Regulating emotions is a dry expression used by psychological professionals to describe being able to calm down and not freak out for too long when you’re upset. It’s the difference between a five minute cry over a boo-boo (physical or emotional) and an hour-long drama.

Nobody likes the latter. When grownups do it, it’s appalling and scary. When kids do it they lose friends and alienate teachers and other professionals. And it drives parents crazy.

So we have every reason in the world to teach our kids self regulation. How to? Kids learn to regulate their emotions when we teach, encourage and help them to say their feelings and then move on. But how to navigate the rock-strewn shoals between enough emoting and too much of it? We all know that too many kids today have had such a powerful microscope focused on their every move – and how they feel about it – that they can’t have a little cry and move on. Because they’ve been taught to hyper-focus on every boo-boo – large and small, physical and emotional. It’s been hard for our generation of parents to get the “moving on” part.

It’s also been hard for us to get the boundary part. I get so bound up with my kids’ well-being that sometimes I forget it’s their life, not mine. When those boundaries become invisible to me, I hyper-focus on their difficulties, which influences and teaches them to do the same. We know our generation of parents does this for three reasons: Partly in reaction to our parents, who perhaps under-focused on our issues, partly because of the pernicious myth of the possibility of perfection in parenting, and partly because we are parenting in an anxious age which seems more fraught with dangers.

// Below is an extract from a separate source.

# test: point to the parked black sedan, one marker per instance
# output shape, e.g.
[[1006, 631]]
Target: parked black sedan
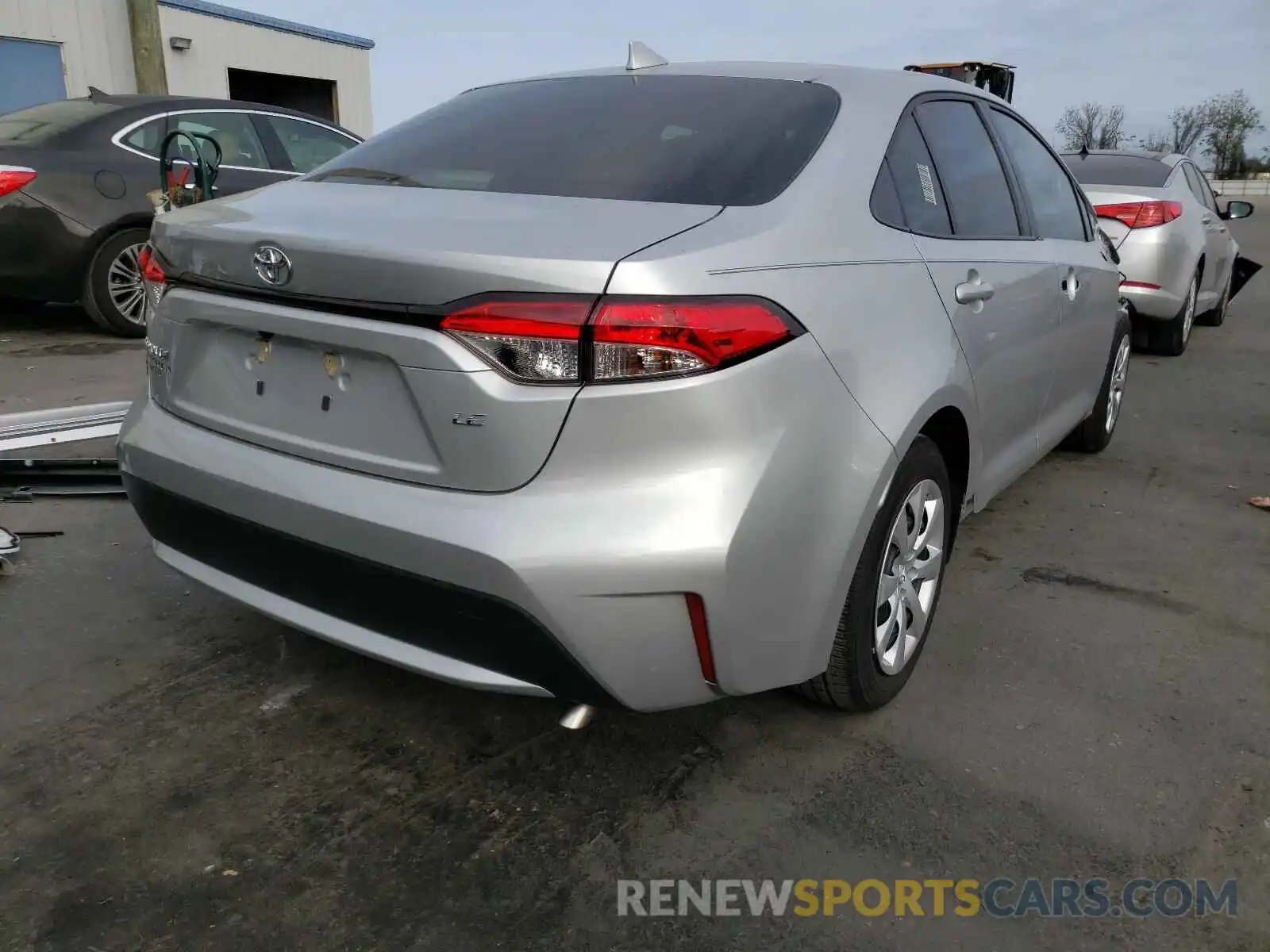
[[75, 175]]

But knowing all that is no reason to abandon the project of teaching kids to talk about their feelings. Not doing so causes feelings to bottle up and occasionally (and inappropriately) leak or explode. So how to teach kids to emote but not drown in their feelings?

Lesson one is for kids to experience their feelings being listened to. We all know this: When you’re upset, being heard calms you down. When you know you’ll be heard, you respond to future upsets less dramatically, you catastrophize less. You calm down faster when upset, and are thus more able to work towards solutions to problems.

This is because you learn, through appropriate venting, that most bad feelings are temporary. You know you’re going to feel better pretty soon. And that is the foundation of emotional self-regulation.

After a child vents appropriately, step two is moving on. Teaching our kids to do that requires us to notice when their venting seems ready to finish. They sound less upset, their faces look calmer, their body language relaxes. It’s important to teach them to seize this moment rather than wallow. This sounds like: “I’m so glad you told me how lousy you felt, and now it looks like you’re ready to move on. Can we do that?” If your child says yes, great, move on. If they say no, help them decode their situation more accurately, and give them tutelage in the art of letting it go and moving on: “It looks to me that you’re feeling calmer, and are ready to move on, so let’s do that.” If a child genuinely feels heard, a gentle nudge towards moving on is generally helpful.

At which point you ask your child how they want to solve the problem. Or maybe it’s something they just needed to vent about. Either way your child, having been listened to and coached to move on, now has a tool for emotional self-regulation.

They can manage their feelings without getting overwhelmed by them or stuck in a bad place. They have a foundation for working through bad experiences in a constructive way. Research tells us that children who can regulate their emotions behave better, show more empathy towards other children and are less stressed. They’re better at resolving conflicts with peers and they do better in school. How else to meet every challenge life brings?